Authors: Niall Griffiths
—Yiz screwed that post office?
Darren nods. One hand encircling, caressing his own neck.
—Both of youse?
—Yeh.
—Without okayin it with me ferst?
—Spur-of-the-moment thing, Tommy. Wasn’t friggin planned or anythin, I mean we couldn’t find that one-armed bastard, likes, an we were drivin home an saw this postie like, an y’know … wasted fuckin trip otherwise, wasn’t it?
Tommy grunts. Sully and Squires snort in unison.
—Was gunner tell yeh, Tommy, honest. Honest to fuckin God.
Gorrer
believe me. Jeez, don’t yeh always go on at us about fuckin, whatjercallit, fuckin initiative? That’s all I was doin, lar. Showin some friggin initiative, man. That’s all.

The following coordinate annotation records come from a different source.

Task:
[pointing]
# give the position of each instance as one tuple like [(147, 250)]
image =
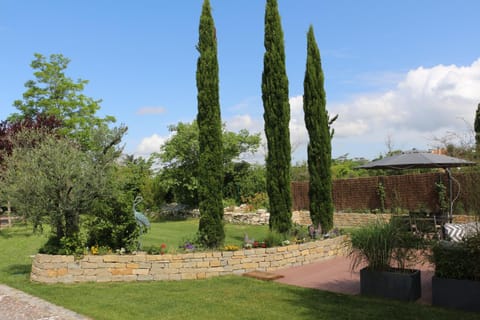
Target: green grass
[(175, 233), (218, 298)]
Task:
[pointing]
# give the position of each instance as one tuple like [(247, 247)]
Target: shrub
[(383, 245)]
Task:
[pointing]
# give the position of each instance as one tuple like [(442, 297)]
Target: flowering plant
[(257, 244), (163, 248), (231, 247), (188, 246)]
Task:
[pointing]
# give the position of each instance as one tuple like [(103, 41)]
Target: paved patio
[(335, 275), (17, 305)]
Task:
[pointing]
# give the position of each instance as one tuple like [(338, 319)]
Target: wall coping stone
[(198, 265)]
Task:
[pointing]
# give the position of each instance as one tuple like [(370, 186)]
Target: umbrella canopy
[(416, 160)]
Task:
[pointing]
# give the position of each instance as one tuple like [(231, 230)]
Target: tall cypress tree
[(210, 134), (319, 147), (477, 131), (277, 117)]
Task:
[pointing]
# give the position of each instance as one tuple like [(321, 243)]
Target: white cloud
[(151, 110), (426, 102), (150, 144)]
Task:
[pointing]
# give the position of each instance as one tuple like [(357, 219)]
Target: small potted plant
[(456, 282), (386, 251)]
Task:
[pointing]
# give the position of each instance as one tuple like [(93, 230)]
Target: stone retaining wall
[(198, 265)]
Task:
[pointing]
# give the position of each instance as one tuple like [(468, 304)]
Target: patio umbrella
[(420, 159)]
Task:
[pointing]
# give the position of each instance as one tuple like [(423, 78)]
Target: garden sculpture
[(140, 218)]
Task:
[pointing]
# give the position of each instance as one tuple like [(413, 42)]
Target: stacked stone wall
[(197, 265)]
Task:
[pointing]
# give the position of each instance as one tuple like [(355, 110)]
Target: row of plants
[(388, 253), (298, 234)]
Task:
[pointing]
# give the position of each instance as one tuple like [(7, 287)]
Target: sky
[(400, 74)]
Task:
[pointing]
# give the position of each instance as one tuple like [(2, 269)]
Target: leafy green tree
[(51, 181), (52, 93), (210, 171), (179, 158), (244, 180), (56, 181), (277, 118), (319, 146), (477, 130), (300, 171)]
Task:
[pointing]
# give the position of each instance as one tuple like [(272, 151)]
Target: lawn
[(229, 297), (175, 233)]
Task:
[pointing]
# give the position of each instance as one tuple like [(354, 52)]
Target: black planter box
[(399, 285), (456, 294)]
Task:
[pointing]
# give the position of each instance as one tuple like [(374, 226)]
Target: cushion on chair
[(458, 231)]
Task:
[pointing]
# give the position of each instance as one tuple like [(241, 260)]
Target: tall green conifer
[(210, 134), (319, 147), (477, 131), (277, 117)]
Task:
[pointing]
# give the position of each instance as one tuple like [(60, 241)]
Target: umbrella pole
[(450, 195)]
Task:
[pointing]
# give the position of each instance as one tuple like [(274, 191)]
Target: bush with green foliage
[(384, 245)]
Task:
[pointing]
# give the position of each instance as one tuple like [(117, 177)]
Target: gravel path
[(17, 305)]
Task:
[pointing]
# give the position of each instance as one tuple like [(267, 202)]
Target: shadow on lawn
[(317, 304)]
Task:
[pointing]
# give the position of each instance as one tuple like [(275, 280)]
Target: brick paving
[(334, 275), (17, 305)]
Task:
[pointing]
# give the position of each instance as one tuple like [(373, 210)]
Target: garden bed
[(196, 265)]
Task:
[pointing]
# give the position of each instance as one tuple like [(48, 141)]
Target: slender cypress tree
[(277, 117), (210, 134), (477, 131), (319, 147)]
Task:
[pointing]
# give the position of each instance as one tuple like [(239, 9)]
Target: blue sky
[(404, 71)]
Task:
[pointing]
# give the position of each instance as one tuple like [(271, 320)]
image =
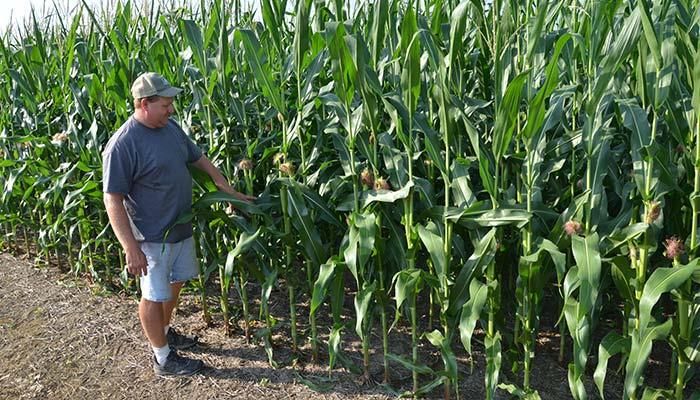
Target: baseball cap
[(151, 84)]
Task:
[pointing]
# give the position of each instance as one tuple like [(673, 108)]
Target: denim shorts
[(167, 263)]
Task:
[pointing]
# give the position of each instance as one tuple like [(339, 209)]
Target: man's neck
[(140, 117)]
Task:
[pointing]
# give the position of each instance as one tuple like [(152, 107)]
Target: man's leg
[(185, 267), (156, 292), (151, 316), (169, 306)]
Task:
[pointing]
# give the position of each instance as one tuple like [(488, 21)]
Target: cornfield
[(450, 165)]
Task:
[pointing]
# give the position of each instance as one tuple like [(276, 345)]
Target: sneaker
[(179, 341), (177, 365)]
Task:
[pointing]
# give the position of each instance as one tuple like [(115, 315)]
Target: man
[(146, 187)]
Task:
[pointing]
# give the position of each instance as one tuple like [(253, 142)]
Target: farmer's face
[(159, 111)]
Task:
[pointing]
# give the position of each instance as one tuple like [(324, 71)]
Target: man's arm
[(135, 259), (221, 183)]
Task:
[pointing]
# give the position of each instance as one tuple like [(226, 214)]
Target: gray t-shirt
[(149, 167)]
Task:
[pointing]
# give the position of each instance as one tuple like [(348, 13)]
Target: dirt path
[(58, 341)]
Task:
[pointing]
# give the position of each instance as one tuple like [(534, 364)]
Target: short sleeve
[(117, 169), (194, 153)]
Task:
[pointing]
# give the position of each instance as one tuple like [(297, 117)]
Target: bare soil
[(61, 338)]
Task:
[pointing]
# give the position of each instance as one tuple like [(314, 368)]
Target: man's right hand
[(136, 262)]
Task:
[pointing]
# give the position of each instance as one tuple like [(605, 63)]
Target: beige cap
[(151, 84)]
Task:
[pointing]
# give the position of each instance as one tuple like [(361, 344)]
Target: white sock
[(161, 354)]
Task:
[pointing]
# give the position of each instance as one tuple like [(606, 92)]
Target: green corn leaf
[(410, 56), (334, 349), (623, 275), (420, 368), (506, 116), (493, 362), (557, 257), (378, 28), (386, 196), (448, 357), (324, 279), (361, 235), (363, 300), (650, 34), (301, 34), (458, 25), (537, 107), (261, 68), (433, 244), (216, 197), (244, 242), (589, 268), (611, 345), (640, 350), (483, 255), (310, 238), (471, 312), (656, 394), (662, 280)]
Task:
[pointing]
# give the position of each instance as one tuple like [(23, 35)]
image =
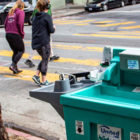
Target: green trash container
[(109, 110), (96, 113)]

Tommy grunts again. Darren babblecroaks more words, scatters more placating words into the softening air he senses around Tommy. Some minutes later and after a long silence Tommy stands and takes Lenny and Sully into the kitchen and leaves Squires to guard Darren with the nine-millimetre. Voices discussing, mumbling behind that closed door and the gun trained on Darren and Gozzy’s smirking face. Darren still on the floor.
—Lovin this, Goz, aren’t yeh? Gettin off on this, aren’t yeh, you pathetic little terd. Only way to get yer thrills, you. Me unarmed an there’s you with the fuckin piece. Wanker.
Squires laughs. —
I’m
the one with the gun, lar.
You’re
the one sittin on the deck wither stitched-up ed an onions up yer fuckin nose.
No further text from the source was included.